As ARB Accountants confirm, Section 24 restricts relief on most finance costs — mortgage interest and similar charges do not reduce taxable rental profits but instead generate a basic-rate 20% tax credit on the tax bill. The result: higher-rate taxpayers and highly leveraged landlords typically pay more tax than under the old system.

Missing allowable expenses

Every unclaimed legitimate expense inflates taxable profit unnecessarily. Keep receipts for everything.

Ignoring payments on account

If your tax bill exceeds £1,000, HMRC requires advance payments — 50% in January, 50% in July. An after-tax calculator helps model the January figure before it arrives.

Missing MTD thresholds

Landlords whose gross income crosses £50,000 must act before April 2026 — not after.

What Calculators Can’t Tell You

Even the best online tools have blind spots. They rarely account for capital gains tax on disposal, limited company ownership structures, non-resident landlord taxation, joint ownership income splits, or complex multi-property planning.

For portfolios with any of these factors, a specialist property accountant adds more value than any calculator.

FAQs

Q. How do landlords calculate tax on rental income?

Subtract allowable expenses from rental income. Tax the remaining profit at your income tax band. Apply the 20% mortgage interest credit separately. As GOV.UK confirms, you must tell HMRC about taxable profits via Self Assessment — registering by 5 October following the tax year you first had rental profits.

Q. Does a landlord tax calculator include mortgage interest?

Yes — it applies a 20% tax credit rather than deducting interest from profit, reflecting the Section 24 rules now fully in force.

Q. Do I pay tax if rental income is my only income?

You may pay nothing if total income stays below the personal allowance. Understanding how much you can earn before paying tax clarifies exactly where that threshold sits and what counts toward it.
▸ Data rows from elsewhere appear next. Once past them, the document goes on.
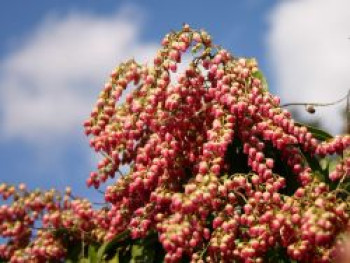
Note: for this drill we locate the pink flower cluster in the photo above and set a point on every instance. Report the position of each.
(173, 129)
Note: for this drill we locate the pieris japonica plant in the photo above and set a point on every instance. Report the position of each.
(217, 171)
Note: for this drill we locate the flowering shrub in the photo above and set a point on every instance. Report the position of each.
(218, 172)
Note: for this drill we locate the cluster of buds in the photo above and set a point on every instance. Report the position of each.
(203, 147)
(31, 221)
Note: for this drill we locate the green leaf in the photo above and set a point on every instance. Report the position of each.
(317, 133)
(258, 74)
(108, 247)
(115, 259)
(92, 253)
(142, 253)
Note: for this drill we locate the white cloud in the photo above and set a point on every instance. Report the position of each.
(310, 49)
(49, 82)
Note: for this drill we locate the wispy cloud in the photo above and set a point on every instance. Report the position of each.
(49, 82)
(310, 49)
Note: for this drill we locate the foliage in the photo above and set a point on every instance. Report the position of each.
(219, 172)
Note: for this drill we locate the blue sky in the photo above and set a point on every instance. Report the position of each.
(55, 56)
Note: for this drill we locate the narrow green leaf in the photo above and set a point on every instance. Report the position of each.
(317, 133)
(108, 246)
(258, 74)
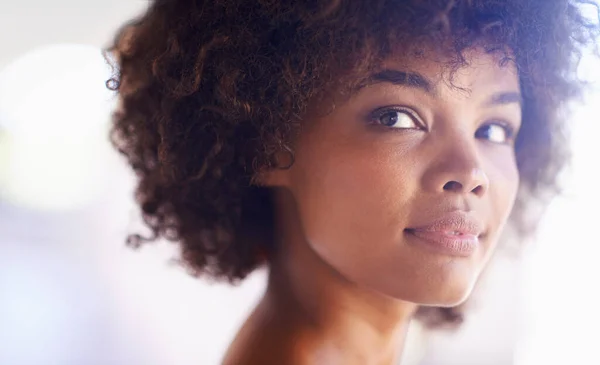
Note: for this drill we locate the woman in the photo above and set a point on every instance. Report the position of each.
(370, 153)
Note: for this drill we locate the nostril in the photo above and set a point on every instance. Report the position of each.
(453, 186)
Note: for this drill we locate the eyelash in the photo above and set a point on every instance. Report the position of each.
(377, 114)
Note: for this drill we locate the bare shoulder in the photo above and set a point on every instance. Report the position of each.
(262, 340)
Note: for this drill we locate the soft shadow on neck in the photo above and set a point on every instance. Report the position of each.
(331, 319)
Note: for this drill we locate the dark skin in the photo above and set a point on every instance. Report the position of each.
(349, 275)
Q. What expenses can landlords deduct?

Repairs, letting agent fees, insurance, legal costs related to tenancies, accountancy fees, and safety compliance costs. These reduce taxable profit. Mortgage interest no longer reduces profit — it generates a 20% credit instead.

Q. Do landlords have to use Making Tax Digital in 2026?
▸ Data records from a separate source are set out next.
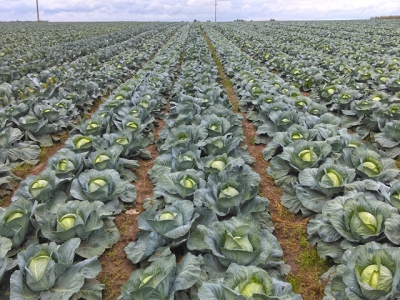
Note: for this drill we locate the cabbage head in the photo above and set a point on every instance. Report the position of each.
(46, 271)
(247, 282)
(367, 272)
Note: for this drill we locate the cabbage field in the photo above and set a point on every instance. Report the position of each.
(221, 161)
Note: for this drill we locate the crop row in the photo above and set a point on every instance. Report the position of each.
(14, 67)
(359, 83)
(29, 123)
(206, 232)
(348, 187)
(56, 224)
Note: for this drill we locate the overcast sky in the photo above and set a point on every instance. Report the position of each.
(188, 10)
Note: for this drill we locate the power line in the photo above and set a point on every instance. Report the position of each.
(37, 9)
(215, 10)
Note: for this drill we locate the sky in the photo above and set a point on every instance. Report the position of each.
(189, 10)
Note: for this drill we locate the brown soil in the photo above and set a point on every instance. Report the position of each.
(116, 267)
(44, 156)
(290, 229)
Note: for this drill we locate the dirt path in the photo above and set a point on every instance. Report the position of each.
(290, 229)
(116, 267)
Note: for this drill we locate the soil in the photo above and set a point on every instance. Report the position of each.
(116, 267)
(290, 229)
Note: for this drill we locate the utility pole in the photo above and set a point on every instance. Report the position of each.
(37, 9)
(215, 10)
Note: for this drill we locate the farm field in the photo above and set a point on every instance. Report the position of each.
(242, 160)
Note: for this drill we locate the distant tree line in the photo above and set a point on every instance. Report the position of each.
(385, 18)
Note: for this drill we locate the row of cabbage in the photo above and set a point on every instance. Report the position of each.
(15, 41)
(349, 188)
(206, 233)
(61, 220)
(45, 83)
(14, 66)
(359, 83)
(27, 125)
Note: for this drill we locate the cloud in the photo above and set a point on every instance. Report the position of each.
(188, 10)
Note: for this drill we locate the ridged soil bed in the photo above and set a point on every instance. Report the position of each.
(290, 230)
(116, 267)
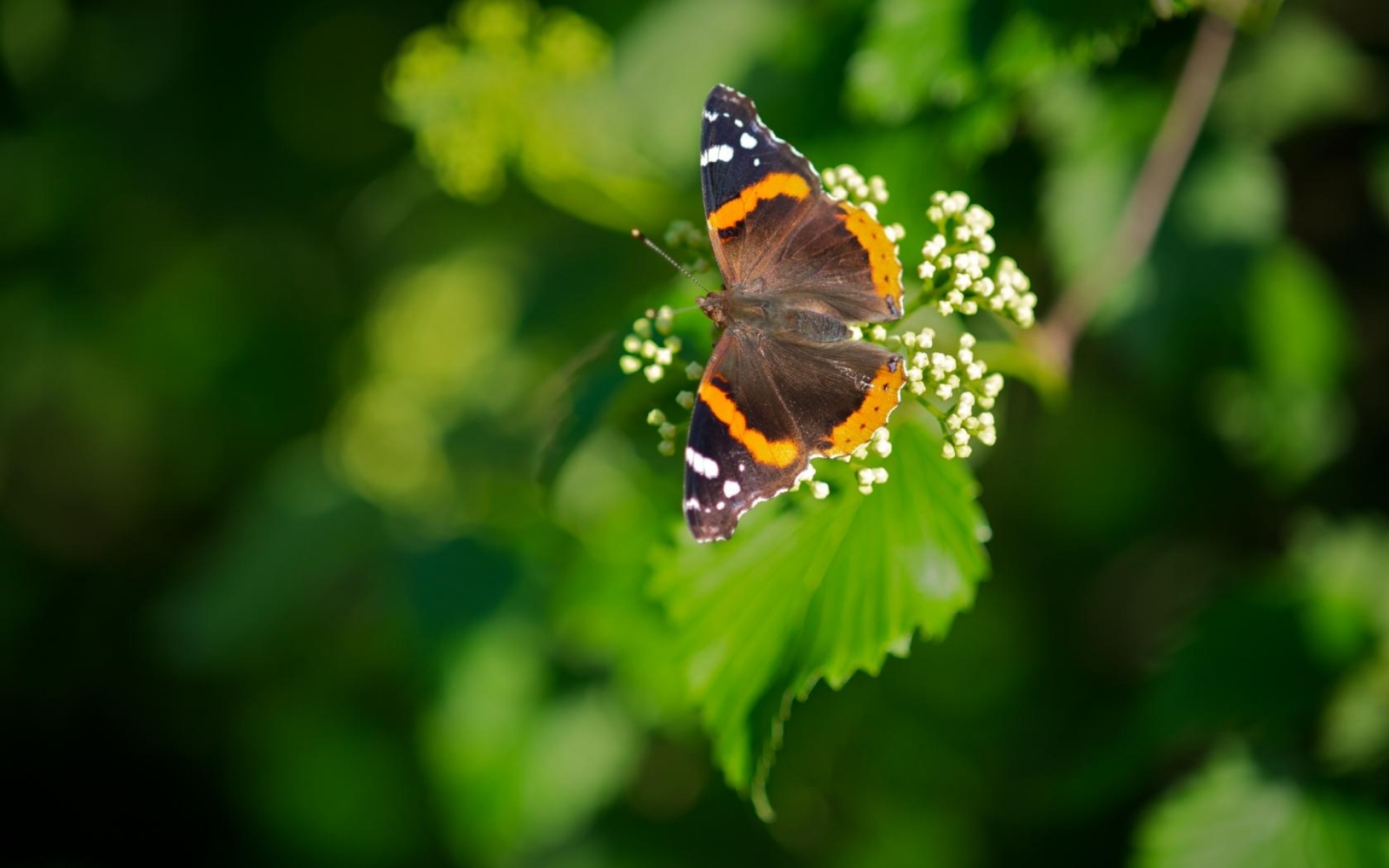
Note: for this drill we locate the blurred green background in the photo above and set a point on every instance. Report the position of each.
(327, 519)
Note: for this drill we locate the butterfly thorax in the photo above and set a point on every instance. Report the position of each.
(745, 310)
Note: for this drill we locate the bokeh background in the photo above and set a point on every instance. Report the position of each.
(327, 519)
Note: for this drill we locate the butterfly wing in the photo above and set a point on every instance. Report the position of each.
(774, 229)
(765, 406)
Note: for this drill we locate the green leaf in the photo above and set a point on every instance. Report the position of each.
(1302, 74)
(1288, 414)
(1231, 816)
(1233, 195)
(517, 770)
(1298, 321)
(573, 138)
(1342, 574)
(913, 54)
(1354, 731)
(820, 592)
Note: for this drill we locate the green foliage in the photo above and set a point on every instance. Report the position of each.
(1231, 816)
(519, 771)
(1342, 574)
(456, 87)
(1286, 414)
(795, 599)
(1302, 74)
(952, 54)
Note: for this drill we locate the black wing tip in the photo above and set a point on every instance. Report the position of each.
(723, 92)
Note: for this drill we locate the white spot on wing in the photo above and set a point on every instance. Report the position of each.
(720, 153)
(700, 464)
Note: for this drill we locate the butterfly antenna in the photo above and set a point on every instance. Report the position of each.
(642, 238)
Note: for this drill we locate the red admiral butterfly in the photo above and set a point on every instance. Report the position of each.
(785, 382)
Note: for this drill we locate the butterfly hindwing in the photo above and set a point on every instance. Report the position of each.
(785, 383)
(767, 406)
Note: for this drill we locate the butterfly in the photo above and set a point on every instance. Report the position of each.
(786, 381)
Yes, if gross rental and self-employment income exceeds £50,000 from April 2026. The GOV.UK MTD eligibility checker confirms whether the threshold applies to you.

Conclusion

The formula for rental tax hasn’t changed. What changed is the mortgage interest rule — and that one shift reshaped the economics of property investment for millions of landlords.

A reliable landlord tax calculator helps you see your real liability ahead of time. But the calculator only works properly when you understand what’s going into it: allowable expenses claimed correctly, Section 24 applied correctly, and MTD thresholds tracked before they trigger.

For 2026, use the tools. Know the rules. And if the portfolio is complex, get specialist advice — the cost is itself an allowable expense.